Segundo a Organização Mundial da Saúde (OMS), cerca de 280 milhões de pessoas vivem com depressão em todo o mundo, tornando o transtorno uma das principais causas de incapacidade.
A doença pode atingir pessoas de qualquer idade, profissão ou condição social. Nos últimos anos, personalidades como o príncipe Harry, Lady Gaga, Dwayne “The Rock” Johnson, Whindersson Nunes e Paula Fernandes relataram publicamente experiências com a depressão, contribuindo para ampliar o debate sobre saúde mental e reduzir o estigma em torno da doença.
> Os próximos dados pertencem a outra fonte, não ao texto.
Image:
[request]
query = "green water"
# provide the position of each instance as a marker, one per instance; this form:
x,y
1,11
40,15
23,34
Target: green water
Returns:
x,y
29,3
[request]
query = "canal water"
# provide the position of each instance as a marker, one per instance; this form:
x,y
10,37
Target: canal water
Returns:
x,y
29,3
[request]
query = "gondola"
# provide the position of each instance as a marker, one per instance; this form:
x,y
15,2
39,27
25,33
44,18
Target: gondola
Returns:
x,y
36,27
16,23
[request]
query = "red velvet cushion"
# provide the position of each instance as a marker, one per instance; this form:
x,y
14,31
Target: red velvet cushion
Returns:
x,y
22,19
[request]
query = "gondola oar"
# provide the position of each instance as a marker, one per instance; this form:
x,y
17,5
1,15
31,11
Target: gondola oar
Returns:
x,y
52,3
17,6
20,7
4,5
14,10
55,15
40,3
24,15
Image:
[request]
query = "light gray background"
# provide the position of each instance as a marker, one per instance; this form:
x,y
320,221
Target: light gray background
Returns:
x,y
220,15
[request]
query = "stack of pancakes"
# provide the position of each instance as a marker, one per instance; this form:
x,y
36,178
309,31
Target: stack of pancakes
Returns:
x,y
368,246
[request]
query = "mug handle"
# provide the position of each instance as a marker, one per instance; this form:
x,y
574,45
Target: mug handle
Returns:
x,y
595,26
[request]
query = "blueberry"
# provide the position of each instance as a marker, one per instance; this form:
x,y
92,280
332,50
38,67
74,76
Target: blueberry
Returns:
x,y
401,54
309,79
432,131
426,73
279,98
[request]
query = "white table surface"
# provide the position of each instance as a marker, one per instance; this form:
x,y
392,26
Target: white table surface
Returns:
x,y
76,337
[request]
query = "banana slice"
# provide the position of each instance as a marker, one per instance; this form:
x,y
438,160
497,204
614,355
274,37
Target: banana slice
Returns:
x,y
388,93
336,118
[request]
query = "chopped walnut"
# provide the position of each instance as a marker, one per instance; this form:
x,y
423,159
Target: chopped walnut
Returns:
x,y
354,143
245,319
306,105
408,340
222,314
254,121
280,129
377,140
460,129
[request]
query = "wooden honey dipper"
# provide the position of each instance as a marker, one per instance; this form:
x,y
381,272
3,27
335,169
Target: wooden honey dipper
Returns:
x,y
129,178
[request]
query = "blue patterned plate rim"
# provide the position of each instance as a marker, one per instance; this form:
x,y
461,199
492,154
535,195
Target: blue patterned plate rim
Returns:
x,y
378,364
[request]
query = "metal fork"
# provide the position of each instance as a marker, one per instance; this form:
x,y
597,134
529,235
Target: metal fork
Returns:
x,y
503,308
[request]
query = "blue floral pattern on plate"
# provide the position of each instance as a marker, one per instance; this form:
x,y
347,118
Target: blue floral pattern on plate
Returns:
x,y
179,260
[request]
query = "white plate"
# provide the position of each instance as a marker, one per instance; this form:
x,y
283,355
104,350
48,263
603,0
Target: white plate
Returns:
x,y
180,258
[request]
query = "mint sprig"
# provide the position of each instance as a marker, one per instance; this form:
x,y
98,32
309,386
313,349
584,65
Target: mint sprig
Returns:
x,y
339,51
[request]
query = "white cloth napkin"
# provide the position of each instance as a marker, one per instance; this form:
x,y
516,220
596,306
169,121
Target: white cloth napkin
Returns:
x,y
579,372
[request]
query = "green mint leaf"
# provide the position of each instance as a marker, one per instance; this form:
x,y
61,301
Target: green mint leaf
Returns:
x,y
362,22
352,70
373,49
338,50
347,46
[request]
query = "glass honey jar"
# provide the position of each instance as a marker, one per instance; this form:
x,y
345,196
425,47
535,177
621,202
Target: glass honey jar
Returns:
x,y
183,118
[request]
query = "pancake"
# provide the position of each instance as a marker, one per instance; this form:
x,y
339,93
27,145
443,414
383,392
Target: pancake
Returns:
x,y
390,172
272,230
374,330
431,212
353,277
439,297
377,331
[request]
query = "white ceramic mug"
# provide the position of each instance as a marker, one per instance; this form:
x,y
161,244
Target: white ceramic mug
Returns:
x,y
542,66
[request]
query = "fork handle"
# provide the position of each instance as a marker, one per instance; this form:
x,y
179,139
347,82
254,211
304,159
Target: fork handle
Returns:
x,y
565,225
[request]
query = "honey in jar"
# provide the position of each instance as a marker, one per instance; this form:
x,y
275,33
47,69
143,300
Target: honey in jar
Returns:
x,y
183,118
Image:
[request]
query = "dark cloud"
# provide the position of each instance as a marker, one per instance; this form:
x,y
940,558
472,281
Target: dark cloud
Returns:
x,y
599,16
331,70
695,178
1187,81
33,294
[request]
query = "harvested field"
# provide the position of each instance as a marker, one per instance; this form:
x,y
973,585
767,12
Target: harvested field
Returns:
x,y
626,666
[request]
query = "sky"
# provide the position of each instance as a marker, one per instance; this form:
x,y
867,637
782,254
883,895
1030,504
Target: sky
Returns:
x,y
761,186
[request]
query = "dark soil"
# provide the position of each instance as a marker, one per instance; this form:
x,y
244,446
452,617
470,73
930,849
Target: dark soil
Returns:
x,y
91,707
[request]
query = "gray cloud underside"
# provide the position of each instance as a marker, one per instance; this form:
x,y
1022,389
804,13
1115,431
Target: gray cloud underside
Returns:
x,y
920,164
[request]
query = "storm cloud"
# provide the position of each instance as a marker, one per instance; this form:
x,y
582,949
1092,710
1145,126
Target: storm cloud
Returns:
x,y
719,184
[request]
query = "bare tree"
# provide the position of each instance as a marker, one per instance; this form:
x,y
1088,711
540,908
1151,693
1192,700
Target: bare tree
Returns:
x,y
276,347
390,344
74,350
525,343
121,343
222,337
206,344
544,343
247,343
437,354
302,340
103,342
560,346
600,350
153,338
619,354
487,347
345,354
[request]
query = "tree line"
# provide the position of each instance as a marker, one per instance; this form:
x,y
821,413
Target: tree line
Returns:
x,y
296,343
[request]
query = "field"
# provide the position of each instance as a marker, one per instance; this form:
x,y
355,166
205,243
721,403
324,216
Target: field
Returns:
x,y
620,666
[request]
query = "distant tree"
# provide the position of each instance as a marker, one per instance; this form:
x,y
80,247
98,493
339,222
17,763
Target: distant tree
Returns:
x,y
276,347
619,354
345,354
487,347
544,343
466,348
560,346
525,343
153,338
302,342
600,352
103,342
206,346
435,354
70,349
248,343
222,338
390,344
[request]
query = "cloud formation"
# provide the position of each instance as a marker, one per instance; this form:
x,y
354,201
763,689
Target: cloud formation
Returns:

De acordo com o médico psiquiatra Pedro Borges, do Instituto Maria Modesto, a principal diferença entre tristeza e depressão está na duração e no impacto causado na rotina.
Quando a tristeza deixa de ser algo passageiro?
Segundo o especialista, a tristeza normalmente está relacionada a um acontecimento específico e tende a diminuir com o tempo.
“A pessoa continua conseguindo encontrar momentos de alegria e mantém, ainda que com dificuldade, suas atividades diárias”, explica.
Na depressão, porém, os sintomas persistem por semanas ou meses e interferem diretamente na rotina. Além da tristeza intensa, podem surgir perda de interesse por atividades antes prazerosas, alterações no sono e no apetite, cansaço constante, dificuldade de concentração, sensação de inutilidade, culpa excessiva e desesperança.
O psiquiatra reforça que a depressão não é falta de força de vontade.
“A depressão é uma doença que envolve fatores biológicos, psicológicos e sociais e deve ser tratada como qualquer outro problema de saúde”, afirma.
Quando procurar ajuda?
Pedro Borges destaca que a busca por atendimento especializado deve ocorrer quando os sintomas começam a comprometer o trabalho, os estudos, os relacionamentos ou os cuidados pessoais.
Também é importante procurar avaliação médica quando a tristeza persiste por mais de duas semanas, há perda de interesse pela vida, isolamento social, crises frequentes de choro, alterações importantes no sono ou na alimentação, irritabilidade constante, dificuldade para tomar decisões ou pensamentos relacionados à morte.
Segundo o especialista, muitas pessoas demoram para procurar ajuda e chegam ao consultório quando a doença já está em estágio mais avançado.
“Quanto mais cedo iniciamos o tratamento, maiores são as chances de recuperação e menor é o impacto na qualidade de vida”, ressalta.
A depressão tem tratamento?
Sim. Conforme explica o psiquiatra, a maioria dos pacientes apresenta melhora quando recebe acompanhamento adequado.
O tratamento pode incluir psicoterapia, medicamentos antidepressivos, quando indicados, além de mudanças no estilo de vida, como prática regular de atividade física, melhora da qualidade do sono e fortalecimento da rede de apoio.
O acompanhamento psiquiátrico permite avaliar individualmente cada caso, definir a estratégia terapêutica mais adequada e monitorar a evolução do paciente, reduzindo o risco de recaídas.